The transient receptor potential (TRP) vanilloid 4 (TRPV4) member of the TRP superfamily has recently been implicated in numerous physiological processes. In this study, we describe a small molecule TRPV4 channel activator, (N-((1S)-1-{[4-((2S)-2{[(2,4-dichlorophenyl)sulfonyl]amino}-3-hydroxypropanoyl)-1-piperazinyl] carbonyl}-3-methylbutyl)-1-benzothiophene-2-carboxamide (GSK1016790A), which we have used as a valuable tool in investigating the role of TRPV4 in the urinary bladder. GSK1016790A elicited Ca2+ influx in mouse and human TRPV4-expressing human embryonic kidney (HEK) cells (EC50 values of 18 and 2.1 nM, respectively), and it evoked a dose-dependent activation of TRPV4 whole-cell currents at concentrations above 1 nM. In contrast, the TRPV4 activator 4 alpha-phorbol 12,13-didecanoate (4 alpha-PDD) was 300-fold less potent than GSK1016790A in activating TRPV4 currents. TRPV4 mRNA was detected in urinary bladder smooth muscle (UBSM) and urothelium of TRPV4(+/+) mouse bladders. Western blotting and immunohistochemistry demonstrated protein expression in both the UBSM and urothelium that was absent in TRPV4(-/-) bladders. TRPV4 activation with GSK1016790A contracted TRPV4(+/+) mouse bladders in vitro, both in the presence and absence of the urothelium, an effect that was undetected in TRPV4(-/-) bladders.

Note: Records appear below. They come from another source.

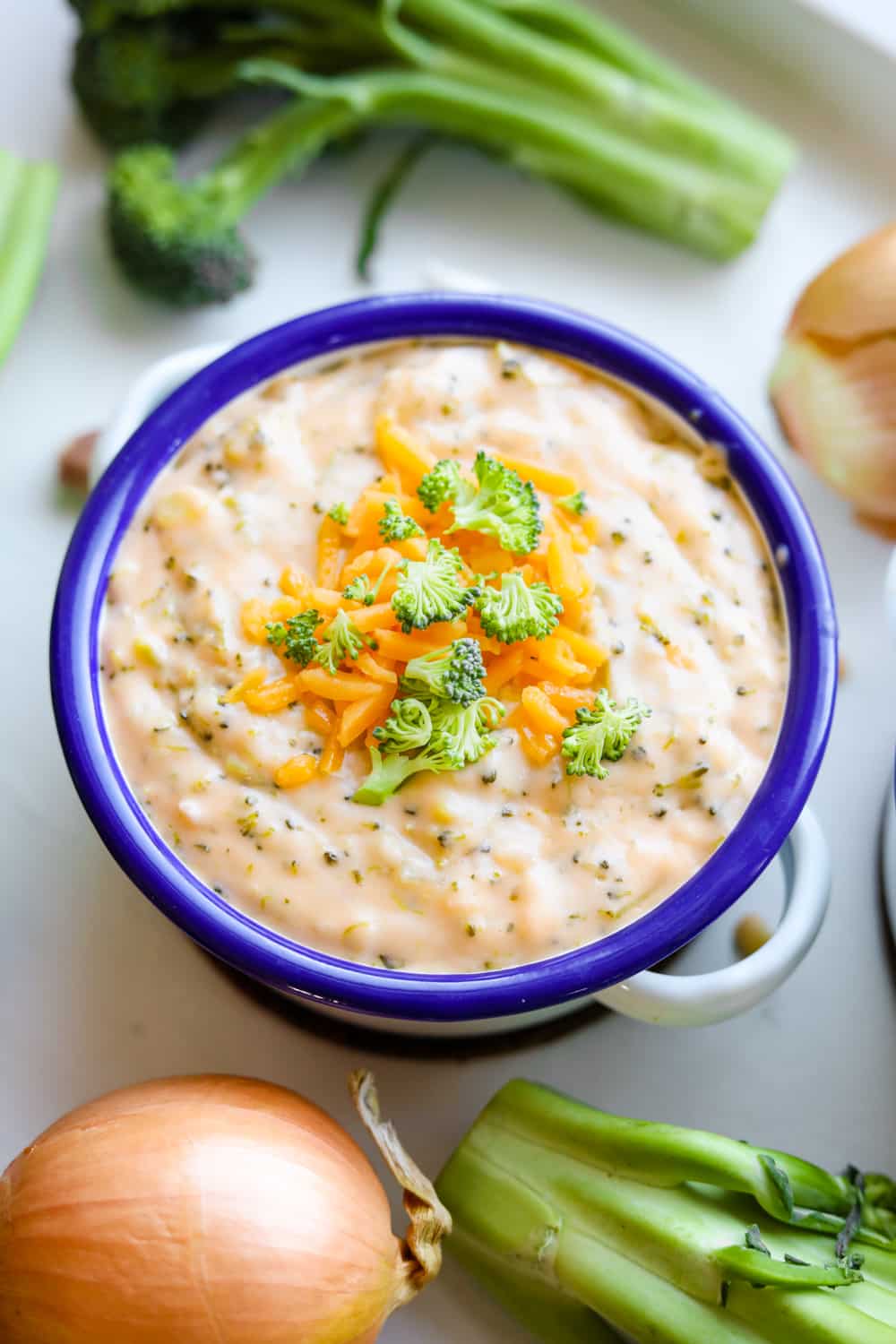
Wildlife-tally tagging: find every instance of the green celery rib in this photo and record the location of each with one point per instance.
(541, 1306)
(645, 1225)
(704, 210)
(27, 198)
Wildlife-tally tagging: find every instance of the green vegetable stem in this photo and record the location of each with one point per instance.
(27, 199)
(583, 1223)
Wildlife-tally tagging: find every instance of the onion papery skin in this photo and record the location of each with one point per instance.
(834, 383)
(837, 409)
(204, 1210)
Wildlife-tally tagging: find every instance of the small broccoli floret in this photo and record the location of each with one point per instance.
(397, 526)
(340, 640)
(573, 503)
(443, 483)
(362, 590)
(430, 590)
(457, 736)
(462, 731)
(179, 241)
(295, 639)
(517, 610)
(452, 674)
(501, 504)
(408, 728)
(600, 734)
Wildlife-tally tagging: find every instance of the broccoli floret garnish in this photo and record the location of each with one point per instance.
(295, 639)
(179, 241)
(573, 503)
(458, 736)
(340, 640)
(600, 734)
(362, 590)
(430, 590)
(452, 674)
(517, 610)
(501, 504)
(397, 526)
(463, 730)
(408, 728)
(443, 483)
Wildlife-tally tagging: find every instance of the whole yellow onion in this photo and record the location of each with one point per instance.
(206, 1210)
(834, 383)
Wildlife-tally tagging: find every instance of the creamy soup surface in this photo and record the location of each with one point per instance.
(506, 860)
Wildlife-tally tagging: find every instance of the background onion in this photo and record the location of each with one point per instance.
(834, 383)
(207, 1210)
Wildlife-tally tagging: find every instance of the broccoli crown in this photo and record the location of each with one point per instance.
(168, 238)
(501, 504)
(517, 610)
(452, 674)
(443, 483)
(600, 734)
(573, 503)
(148, 82)
(408, 728)
(340, 640)
(295, 639)
(397, 526)
(430, 590)
(455, 736)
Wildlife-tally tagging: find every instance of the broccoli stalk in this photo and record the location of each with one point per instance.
(454, 737)
(180, 242)
(430, 590)
(600, 734)
(27, 199)
(340, 640)
(501, 504)
(452, 674)
(517, 610)
(583, 1223)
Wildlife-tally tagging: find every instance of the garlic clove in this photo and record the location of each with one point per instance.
(855, 297)
(837, 408)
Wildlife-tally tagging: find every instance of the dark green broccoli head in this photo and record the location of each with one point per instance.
(169, 238)
(140, 83)
(99, 15)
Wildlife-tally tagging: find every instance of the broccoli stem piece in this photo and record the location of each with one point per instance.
(621, 102)
(651, 1228)
(27, 199)
(681, 199)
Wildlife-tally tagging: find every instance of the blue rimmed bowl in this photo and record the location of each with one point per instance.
(613, 969)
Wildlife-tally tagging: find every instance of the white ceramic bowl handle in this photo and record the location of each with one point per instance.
(700, 1000)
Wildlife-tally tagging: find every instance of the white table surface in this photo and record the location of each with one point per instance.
(96, 988)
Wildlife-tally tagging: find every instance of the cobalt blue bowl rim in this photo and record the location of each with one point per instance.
(269, 956)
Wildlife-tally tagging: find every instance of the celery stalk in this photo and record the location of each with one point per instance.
(27, 196)
(668, 1234)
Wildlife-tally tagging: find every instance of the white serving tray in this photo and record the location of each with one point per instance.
(97, 989)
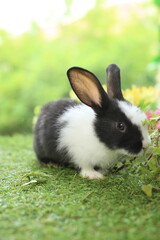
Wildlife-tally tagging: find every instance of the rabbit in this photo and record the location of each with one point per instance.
(92, 134)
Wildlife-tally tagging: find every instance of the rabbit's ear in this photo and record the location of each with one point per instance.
(114, 82)
(87, 87)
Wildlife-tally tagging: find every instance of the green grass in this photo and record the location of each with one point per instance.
(62, 205)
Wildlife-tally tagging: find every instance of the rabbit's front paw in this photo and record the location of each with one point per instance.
(91, 174)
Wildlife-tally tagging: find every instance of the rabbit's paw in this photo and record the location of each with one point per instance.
(91, 174)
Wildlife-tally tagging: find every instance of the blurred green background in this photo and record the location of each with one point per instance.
(33, 64)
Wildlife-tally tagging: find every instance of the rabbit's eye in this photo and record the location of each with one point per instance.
(121, 126)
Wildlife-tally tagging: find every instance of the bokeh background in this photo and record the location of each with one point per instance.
(41, 39)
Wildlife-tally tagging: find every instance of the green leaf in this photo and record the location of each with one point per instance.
(147, 189)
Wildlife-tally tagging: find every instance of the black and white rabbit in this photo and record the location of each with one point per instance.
(93, 134)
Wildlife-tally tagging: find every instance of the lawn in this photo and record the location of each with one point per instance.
(37, 202)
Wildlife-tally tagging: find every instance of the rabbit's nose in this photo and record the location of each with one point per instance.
(146, 143)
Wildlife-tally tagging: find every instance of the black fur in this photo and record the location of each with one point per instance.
(105, 128)
(47, 132)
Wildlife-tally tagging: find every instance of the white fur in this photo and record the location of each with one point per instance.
(82, 143)
(136, 116)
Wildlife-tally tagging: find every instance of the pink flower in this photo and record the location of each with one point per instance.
(158, 125)
(157, 112)
(149, 114)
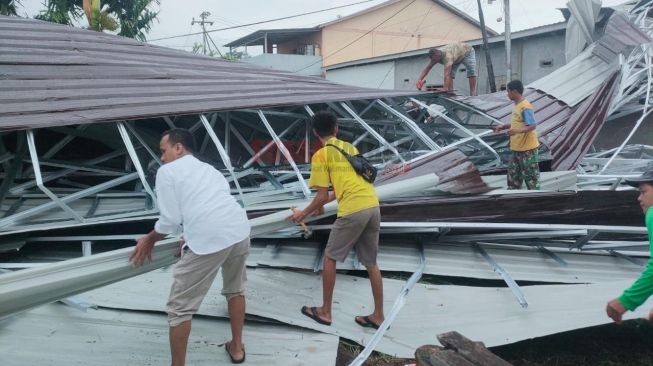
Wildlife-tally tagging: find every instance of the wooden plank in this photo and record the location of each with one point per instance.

Consistent with the effects on TRPV4 HEK whole-cell currents, 4 alpha-PDD demonstrated a weak ability to contract bladder strips compared with GSK1016790A. In vivo, urodynamics in TRPV4(+/+) and TRPV4(-/-) mice revealed an enhanced bladder capacity in the TRPV4(-/-) mice. Infusion of GSK1016790A into the bladders of TRPV4(+/+) mice induced bladder overactivity with no effect in TRPV4(-/-) mice. Overall TRPV4 plays an important role in urinary bladder function that includes an ability to contract the bladder as a result of the expression of TRPV4 in the UBSM.